Now, if the macros were available to an external scripting language like bash or one of the P's, then there would be no reason for the macro language to be able to list or open files, only write to them. Then you'd only have, as the above poster mentioned, buffer overflows and the like.

If we wanted, we could alter our standard libraries so that, for instance, strcpy does bounds checking. Is there a reason not to?

Re:HOW!?!!?!

[darkwind_2427]

HOW!?!!?!...Do you get executable code in a SPREADSHEET!?!

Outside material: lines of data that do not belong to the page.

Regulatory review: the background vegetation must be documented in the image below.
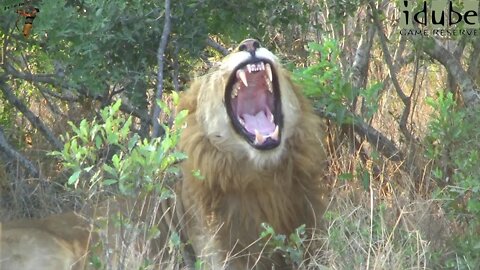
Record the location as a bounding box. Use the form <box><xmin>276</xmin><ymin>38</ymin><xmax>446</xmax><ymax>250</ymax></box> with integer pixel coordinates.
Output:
<box><xmin>0</xmin><ymin>0</ymin><xmax>480</xmax><ymax>269</ymax></box>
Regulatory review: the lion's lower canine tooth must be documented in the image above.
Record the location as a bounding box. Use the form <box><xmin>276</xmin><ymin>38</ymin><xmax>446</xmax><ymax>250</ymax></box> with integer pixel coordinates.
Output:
<box><xmin>270</xmin><ymin>125</ymin><xmax>278</xmax><ymax>141</ymax></box>
<box><xmin>255</xmin><ymin>129</ymin><xmax>265</xmax><ymax>144</ymax></box>
<box><xmin>265</xmin><ymin>63</ymin><xmax>273</xmax><ymax>81</ymax></box>
<box><xmin>237</xmin><ymin>69</ymin><xmax>248</xmax><ymax>86</ymax></box>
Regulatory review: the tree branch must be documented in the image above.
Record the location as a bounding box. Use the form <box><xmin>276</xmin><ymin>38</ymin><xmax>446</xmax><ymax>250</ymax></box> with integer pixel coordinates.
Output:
<box><xmin>315</xmin><ymin>109</ymin><xmax>404</xmax><ymax>161</ymax></box>
<box><xmin>207</xmin><ymin>37</ymin><xmax>230</xmax><ymax>56</ymax></box>
<box><xmin>369</xmin><ymin>1</ymin><xmax>413</xmax><ymax>141</ymax></box>
<box><xmin>152</xmin><ymin>0</ymin><xmax>171</xmax><ymax>138</ymax></box>
<box><xmin>0</xmin><ymin>81</ymin><xmax>63</xmax><ymax>150</ymax></box>
<box><xmin>412</xmin><ymin>35</ymin><xmax>480</xmax><ymax>107</ymax></box>
<box><xmin>0</xmin><ymin>127</ymin><xmax>40</xmax><ymax>178</ymax></box>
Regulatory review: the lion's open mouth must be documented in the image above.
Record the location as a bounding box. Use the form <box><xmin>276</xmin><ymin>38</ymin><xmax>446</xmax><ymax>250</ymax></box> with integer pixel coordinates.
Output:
<box><xmin>225</xmin><ymin>58</ymin><xmax>283</xmax><ymax>150</ymax></box>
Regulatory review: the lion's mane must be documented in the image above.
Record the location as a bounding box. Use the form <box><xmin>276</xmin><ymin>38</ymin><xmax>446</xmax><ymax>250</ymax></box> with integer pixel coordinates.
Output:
<box><xmin>179</xmin><ymin>43</ymin><xmax>328</xmax><ymax>269</ymax></box>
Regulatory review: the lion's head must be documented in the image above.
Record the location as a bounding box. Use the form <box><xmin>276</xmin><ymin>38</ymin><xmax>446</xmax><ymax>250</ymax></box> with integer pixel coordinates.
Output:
<box><xmin>192</xmin><ymin>39</ymin><xmax>300</xmax><ymax>166</ymax></box>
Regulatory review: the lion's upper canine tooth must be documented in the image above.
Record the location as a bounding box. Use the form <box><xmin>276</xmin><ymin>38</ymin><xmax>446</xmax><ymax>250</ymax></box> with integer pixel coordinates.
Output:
<box><xmin>270</xmin><ymin>125</ymin><xmax>278</xmax><ymax>141</ymax></box>
<box><xmin>265</xmin><ymin>63</ymin><xmax>273</xmax><ymax>81</ymax></box>
<box><xmin>232</xmin><ymin>87</ymin><xmax>238</xmax><ymax>98</ymax></box>
<box><xmin>255</xmin><ymin>129</ymin><xmax>266</xmax><ymax>144</ymax></box>
<box><xmin>237</xmin><ymin>69</ymin><xmax>248</xmax><ymax>86</ymax></box>
<box><xmin>265</xmin><ymin>78</ymin><xmax>273</xmax><ymax>93</ymax></box>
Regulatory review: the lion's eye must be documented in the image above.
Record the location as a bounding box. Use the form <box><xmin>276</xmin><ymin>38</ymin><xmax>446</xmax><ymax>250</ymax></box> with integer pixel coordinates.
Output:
<box><xmin>238</xmin><ymin>44</ymin><xmax>247</xmax><ymax>51</ymax></box>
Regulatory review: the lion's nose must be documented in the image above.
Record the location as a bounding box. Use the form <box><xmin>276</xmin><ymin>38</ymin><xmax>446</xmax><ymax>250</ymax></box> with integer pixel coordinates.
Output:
<box><xmin>238</xmin><ymin>38</ymin><xmax>260</xmax><ymax>56</ymax></box>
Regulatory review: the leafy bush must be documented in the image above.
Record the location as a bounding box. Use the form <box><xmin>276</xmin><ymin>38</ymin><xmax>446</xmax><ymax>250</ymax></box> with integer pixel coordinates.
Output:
<box><xmin>53</xmin><ymin>94</ymin><xmax>187</xmax><ymax>194</ymax></box>
<box><xmin>52</xmin><ymin>93</ymin><xmax>187</xmax><ymax>269</ymax></box>
<box><xmin>293</xmin><ymin>40</ymin><xmax>381</xmax><ymax>124</ymax></box>
<box><xmin>260</xmin><ymin>223</ymin><xmax>306</xmax><ymax>265</ymax></box>
<box><xmin>426</xmin><ymin>92</ymin><xmax>480</xmax><ymax>269</ymax></box>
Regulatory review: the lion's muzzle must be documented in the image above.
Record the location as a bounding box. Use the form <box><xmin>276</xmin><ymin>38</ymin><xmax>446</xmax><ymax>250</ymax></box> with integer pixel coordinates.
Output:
<box><xmin>225</xmin><ymin>40</ymin><xmax>283</xmax><ymax>150</ymax></box>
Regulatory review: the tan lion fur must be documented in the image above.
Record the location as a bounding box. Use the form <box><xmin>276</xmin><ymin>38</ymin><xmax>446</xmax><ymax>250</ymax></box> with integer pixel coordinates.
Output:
<box><xmin>179</xmin><ymin>46</ymin><xmax>328</xmax><ymax>269</ymax></box>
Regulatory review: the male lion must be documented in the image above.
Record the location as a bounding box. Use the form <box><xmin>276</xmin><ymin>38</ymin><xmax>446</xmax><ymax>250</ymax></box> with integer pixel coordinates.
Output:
<box><xmin>179</xmin><ymin>39</ymin><xmax>328</xmax><ymax>269</ymax></box>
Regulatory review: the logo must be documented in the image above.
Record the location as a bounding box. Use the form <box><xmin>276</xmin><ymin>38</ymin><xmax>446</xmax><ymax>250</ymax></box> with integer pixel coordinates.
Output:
<box><xmin>3</xmin><ymin>0</ymin><xmax>40</xmax><ymax>38</ymax></box>
<box><xmin>399</xmin><ymin>0</ymin><xmax>480</xmax><ymax>38</ymax></box>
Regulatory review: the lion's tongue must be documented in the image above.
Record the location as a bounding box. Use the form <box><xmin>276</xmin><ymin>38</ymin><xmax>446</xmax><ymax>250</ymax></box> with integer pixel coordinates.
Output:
<box><xmin>242</xmin><ymin>111</ymin><xmax>275</xmax><ymax>135</ymax></box>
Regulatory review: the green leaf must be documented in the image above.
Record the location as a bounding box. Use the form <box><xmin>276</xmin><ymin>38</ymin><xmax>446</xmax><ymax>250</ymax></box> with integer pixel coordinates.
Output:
<box><xmin>67</xmin><ymin>170</ymin><xmax>82</xmax><ymax>185</ymax></box>
<box><xmin>102</xmin><ymin>179</ymin><xmax>118</xmax><ymax>186</ymax></box>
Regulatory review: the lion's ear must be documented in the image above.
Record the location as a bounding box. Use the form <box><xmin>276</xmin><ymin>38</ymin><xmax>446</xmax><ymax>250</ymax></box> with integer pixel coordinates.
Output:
<box><xmin>178</xmin><ymin>80</ymin><xmax>201</xmax><ymax>114</ymax></box>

Actually, M$ uses OLE2 [wikipedia.org] as the binary file format for all it's office products. This is actually like it's own file system. If you dig around in the files you'll notice there is a lot of padding where you can place whatever you want and M$ office products will not even notice. I'm not sure exactly how this exploit works, but I did some research into the MS03-050 [microsoft.com] exploit and discovered that buffer overflow would allow you to execute about as much shellcode as you would want on their computer. That one in particular was a simple matter of malforming the macro header table (changing the input length). No matter how high your security settings are the code will execute without your knowledge (if you open it).

Re:HOW!?!!?!

[Opportunist]

In this case it isn't a macro, they're using a buffer overflow error in the code that loads and interprets MS-Office files.

Basically, what happens is that the Office reading routine creates room on the stack for some variable, to hold X bytes. Right behind those X bytes, there is the return address for the subroutine (so the reader subroutine can actually come back to the original program).

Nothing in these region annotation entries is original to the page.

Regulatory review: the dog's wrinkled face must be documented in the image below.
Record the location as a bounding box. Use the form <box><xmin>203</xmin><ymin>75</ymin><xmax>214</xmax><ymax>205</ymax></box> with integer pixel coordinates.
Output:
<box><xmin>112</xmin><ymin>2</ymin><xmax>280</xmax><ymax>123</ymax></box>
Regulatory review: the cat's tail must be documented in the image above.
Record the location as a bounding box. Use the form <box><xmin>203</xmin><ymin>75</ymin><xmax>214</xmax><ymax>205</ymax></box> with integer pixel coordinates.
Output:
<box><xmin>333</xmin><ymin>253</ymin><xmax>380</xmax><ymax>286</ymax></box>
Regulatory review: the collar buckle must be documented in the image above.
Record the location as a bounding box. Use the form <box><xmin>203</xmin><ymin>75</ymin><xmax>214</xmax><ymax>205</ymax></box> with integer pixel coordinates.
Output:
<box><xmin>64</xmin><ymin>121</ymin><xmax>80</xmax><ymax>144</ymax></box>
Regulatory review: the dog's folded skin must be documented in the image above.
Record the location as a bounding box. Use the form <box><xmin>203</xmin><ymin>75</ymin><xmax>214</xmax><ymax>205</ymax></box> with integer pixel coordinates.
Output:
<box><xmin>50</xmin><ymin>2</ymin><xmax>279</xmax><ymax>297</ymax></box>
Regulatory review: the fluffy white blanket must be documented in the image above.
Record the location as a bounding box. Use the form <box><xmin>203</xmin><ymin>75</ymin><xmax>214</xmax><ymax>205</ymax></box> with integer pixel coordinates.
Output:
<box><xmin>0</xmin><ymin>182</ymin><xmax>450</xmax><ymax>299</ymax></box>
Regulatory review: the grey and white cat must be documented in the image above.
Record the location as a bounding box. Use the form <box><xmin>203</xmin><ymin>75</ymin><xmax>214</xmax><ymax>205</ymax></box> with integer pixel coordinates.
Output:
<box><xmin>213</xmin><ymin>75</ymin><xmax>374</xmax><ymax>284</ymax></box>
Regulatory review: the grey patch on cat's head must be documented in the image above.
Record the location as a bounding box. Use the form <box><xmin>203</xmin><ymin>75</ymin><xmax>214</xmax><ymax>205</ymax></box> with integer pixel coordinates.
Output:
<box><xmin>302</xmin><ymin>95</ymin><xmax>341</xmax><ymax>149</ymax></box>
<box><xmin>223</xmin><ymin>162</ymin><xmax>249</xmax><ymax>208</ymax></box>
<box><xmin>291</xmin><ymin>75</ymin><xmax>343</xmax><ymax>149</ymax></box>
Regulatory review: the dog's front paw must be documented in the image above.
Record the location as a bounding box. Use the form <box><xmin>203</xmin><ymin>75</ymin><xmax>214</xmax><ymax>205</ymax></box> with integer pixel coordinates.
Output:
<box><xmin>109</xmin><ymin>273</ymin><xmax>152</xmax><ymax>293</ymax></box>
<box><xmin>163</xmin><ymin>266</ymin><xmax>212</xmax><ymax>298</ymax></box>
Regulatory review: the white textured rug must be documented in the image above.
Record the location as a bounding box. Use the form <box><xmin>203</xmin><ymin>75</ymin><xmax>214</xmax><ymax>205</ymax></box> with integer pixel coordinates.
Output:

Now, this return address is being overwritten by an address that points into the spreadsheet instead (it's not THAT simple, but that's the general idea behind it). And in that area of the spreadsheet, you don't find spreadsheet data but instead you have executable code. Which is then, of course, executed (because Office thinks it's "his" code).

Quite simple. And easily avoided (the way to do it can be seen below in another subthread, by a rather good example).